24 March 2013

Gilmore Girls: Intelligent Television

Note: I originally published this post on The Sparrow Tree Square Blog on June 28, 2011. It is one of a handful of Sparrow Tree Square posts that I'm moving over here, where they better fit.

Promotional Image by Warner Brothers via Wikipedia
I first paid a visit to Stars Hollow, CT (the fictional setting of the television show Gilmore Girls) in the summer of 2009, two years after Gilmore Girls had gone off the air. It was eleven o'clock in the morning and I was trying to distract myself from being nervous about my upcoming orientation at Villanova University, so I turned the television on and searched for something to watch while I worked on a knitting project. I wasn't used to watching television during the day, so I didn't have much success in finding a show that I was familiar with.

I stumbled upon a repeat airing of Gilmore Girls on the ABC Family channel purely by chance and I was almost instantly hooked. I had heard of the show before and had a vague idea that it was a typical teen drama, but I soon discovered that Gilmore Girls is anything but typical. In fact, having recently finished watching all seven seasons I can safely say that Gilmore Girls is one of the smartest, funniest, quirkiest, and most genuine shows ever to air on television.

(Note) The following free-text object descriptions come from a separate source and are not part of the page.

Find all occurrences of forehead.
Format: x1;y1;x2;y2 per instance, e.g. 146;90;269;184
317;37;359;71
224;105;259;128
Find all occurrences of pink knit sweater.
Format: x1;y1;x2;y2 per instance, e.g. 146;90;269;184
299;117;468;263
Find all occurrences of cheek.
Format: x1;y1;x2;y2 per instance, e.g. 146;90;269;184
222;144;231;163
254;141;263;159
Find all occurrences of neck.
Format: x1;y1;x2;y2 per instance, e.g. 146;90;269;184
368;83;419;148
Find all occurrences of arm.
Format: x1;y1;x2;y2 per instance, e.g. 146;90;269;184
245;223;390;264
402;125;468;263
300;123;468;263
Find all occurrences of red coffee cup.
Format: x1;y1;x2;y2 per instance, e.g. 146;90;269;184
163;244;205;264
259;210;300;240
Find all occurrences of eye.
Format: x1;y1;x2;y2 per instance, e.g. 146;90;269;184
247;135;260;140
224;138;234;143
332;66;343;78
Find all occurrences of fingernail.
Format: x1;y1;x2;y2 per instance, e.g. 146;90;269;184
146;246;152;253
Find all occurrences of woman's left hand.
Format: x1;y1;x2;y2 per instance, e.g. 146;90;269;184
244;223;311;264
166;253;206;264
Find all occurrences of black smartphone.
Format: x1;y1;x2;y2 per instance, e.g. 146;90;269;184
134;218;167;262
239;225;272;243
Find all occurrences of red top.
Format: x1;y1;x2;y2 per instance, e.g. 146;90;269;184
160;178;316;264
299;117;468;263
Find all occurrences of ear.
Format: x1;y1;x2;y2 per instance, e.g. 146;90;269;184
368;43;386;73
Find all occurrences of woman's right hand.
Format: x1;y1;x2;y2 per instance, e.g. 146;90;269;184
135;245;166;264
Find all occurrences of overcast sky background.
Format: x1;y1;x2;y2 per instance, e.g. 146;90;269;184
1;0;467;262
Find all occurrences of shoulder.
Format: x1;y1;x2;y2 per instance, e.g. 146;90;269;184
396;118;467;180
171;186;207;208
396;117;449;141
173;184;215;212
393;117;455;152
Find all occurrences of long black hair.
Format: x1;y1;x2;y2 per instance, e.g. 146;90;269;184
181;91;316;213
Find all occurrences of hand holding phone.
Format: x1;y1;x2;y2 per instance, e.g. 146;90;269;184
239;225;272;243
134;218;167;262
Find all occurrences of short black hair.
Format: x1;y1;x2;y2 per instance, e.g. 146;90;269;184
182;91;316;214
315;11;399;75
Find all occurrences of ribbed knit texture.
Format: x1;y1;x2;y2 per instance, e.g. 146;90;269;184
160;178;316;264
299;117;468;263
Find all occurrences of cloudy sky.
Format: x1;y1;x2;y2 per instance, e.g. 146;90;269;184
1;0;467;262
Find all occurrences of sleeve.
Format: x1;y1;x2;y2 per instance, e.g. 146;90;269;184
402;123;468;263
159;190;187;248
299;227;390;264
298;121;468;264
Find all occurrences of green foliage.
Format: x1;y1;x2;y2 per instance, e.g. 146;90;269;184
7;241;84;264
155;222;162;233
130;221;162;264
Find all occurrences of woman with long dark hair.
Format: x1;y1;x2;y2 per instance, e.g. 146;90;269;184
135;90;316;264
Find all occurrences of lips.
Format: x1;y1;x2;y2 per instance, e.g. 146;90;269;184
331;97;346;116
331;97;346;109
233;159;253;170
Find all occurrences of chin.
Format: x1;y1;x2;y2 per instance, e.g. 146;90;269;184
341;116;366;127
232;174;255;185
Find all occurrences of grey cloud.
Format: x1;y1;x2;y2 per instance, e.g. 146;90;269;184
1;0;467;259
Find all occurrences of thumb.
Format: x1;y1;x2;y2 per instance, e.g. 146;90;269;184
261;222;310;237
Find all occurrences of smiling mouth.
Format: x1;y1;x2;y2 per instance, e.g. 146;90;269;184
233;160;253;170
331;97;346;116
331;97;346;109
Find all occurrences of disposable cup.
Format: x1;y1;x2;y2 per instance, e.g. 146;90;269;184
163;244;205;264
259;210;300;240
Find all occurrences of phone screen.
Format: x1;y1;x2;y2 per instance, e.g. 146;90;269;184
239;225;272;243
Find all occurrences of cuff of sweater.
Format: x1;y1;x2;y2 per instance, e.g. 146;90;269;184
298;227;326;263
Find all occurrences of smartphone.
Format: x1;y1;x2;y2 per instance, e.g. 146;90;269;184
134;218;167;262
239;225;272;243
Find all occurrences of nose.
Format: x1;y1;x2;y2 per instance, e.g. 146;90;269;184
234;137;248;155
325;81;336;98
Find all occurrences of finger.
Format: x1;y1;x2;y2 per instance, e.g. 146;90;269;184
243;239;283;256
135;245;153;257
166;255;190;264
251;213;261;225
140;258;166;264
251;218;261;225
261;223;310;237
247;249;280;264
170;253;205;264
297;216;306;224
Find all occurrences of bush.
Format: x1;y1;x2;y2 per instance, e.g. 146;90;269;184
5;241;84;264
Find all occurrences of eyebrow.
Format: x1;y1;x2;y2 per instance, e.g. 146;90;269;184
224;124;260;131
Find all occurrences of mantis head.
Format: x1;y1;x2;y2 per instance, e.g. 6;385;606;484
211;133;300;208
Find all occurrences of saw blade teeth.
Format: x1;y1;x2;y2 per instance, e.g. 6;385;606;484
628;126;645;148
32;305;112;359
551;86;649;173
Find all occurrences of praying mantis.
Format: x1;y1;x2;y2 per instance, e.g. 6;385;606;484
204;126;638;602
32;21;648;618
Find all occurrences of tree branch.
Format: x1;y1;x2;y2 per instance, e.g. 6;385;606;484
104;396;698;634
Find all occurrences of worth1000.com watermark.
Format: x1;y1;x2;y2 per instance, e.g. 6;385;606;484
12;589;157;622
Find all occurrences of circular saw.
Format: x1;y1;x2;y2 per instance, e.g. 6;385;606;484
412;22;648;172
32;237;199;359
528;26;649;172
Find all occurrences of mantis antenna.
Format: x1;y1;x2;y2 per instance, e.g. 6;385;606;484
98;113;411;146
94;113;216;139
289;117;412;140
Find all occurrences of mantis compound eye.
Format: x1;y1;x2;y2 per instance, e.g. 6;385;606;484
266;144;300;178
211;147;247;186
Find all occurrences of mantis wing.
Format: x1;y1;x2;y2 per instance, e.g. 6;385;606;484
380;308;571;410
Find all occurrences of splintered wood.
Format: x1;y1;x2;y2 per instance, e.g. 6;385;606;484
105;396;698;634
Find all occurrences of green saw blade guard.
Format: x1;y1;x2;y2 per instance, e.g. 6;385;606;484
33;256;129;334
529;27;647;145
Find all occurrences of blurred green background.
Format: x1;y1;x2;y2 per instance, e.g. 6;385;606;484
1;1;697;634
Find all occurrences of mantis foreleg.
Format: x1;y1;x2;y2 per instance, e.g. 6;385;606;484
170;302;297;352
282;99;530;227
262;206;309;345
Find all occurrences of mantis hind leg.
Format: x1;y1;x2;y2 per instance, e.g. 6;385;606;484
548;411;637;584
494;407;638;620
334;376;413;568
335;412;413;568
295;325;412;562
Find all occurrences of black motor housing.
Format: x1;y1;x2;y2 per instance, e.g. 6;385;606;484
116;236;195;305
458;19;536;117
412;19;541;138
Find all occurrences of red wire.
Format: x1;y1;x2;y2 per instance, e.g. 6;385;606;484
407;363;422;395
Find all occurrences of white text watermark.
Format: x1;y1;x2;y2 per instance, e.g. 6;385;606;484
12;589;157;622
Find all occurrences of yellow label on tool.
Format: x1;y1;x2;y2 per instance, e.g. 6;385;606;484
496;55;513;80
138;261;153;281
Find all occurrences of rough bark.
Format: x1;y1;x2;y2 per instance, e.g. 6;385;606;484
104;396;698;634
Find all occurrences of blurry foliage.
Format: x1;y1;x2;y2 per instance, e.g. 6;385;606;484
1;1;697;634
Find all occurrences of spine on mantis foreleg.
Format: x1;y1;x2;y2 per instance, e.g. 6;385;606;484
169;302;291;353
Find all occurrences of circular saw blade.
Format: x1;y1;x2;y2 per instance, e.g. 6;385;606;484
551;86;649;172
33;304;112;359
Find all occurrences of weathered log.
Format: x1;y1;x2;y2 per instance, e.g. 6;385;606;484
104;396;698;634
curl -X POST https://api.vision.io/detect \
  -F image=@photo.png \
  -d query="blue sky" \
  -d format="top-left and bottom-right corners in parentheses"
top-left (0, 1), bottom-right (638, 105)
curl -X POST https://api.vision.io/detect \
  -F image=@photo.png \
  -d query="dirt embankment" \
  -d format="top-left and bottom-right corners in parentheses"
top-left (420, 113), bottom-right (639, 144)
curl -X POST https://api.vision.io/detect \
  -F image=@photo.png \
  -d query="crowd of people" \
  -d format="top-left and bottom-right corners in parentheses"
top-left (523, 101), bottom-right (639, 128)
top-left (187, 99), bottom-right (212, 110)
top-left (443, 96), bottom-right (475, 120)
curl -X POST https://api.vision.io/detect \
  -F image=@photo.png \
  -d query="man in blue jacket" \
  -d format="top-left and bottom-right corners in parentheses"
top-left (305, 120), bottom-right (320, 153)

The show stars Alexis Bledel as the smart, studious Rory Gilmore and Lauren Graham as her mother Lorelai, the manager of a historic inn who had Rory when she was just sixteen. The early seasons of the show focus on Rory's transition from her small town high school to an elite prep school, to which Rory transfers in order to have a better chance of being admitted to Harvard University. Lorelai, meanwhile, must set aside sixteen years of estrangement from her wealthy parents in order to secure financing for Rory's education.

As the series progresses, Rory goes from high school to college and Lorelai moves from managing an inn to owning one of her own. We also see Rory and Lorelai try to balance their educational and career aspirations with their love lives, which don't always go very smoothly over the course of the series. The more serious elements of the show, however, are always evened out by Rory and Lorelai's interactions with the slightly zany residents of Stars Hollow. The town's weekly meetings and numerous special events are venues for some of the show's most humorous moments.

In both its serious and humorous storylines, Gilmore Girls never underestimates the intelligence of its audience. Each episode is packed with references to books, movies, televisions shows, celebrities, and more, and sometimes you'll have to look up a certain reference in order to get the joke. Gilmore Girls never panders to the lowest common denominator and always maintains a clever, witty tone. Just as the show's characters (Rory in particular) are unapologetically intelligent, so is the show's writing.

I think what attracted me to Gilmore Girls the most, though, is the show's unique portrayal of a mother-daughter relationship. Rory and Lorelai are best friends as well as mother and daughter, and don't have the kind of antagonistic relationship that most television shows portray as the norm for teens and their parents. I'm fortunate to have a great relationship with my mother that, in many ways, is very similar to Rory and Lorelai's. It was such a nice change to see that kind of closeness between mother and daughter when most other teen-oriented programs present parents as clueless, villainous, or just plain absent.

I recently finished watching the entirety of Gilmore Girls thanks to two DVD sets and the WB online video player. I'm sad to see the end of one of my favorite shows, but I'm also looking forward to starting the journey all over again with Season 1.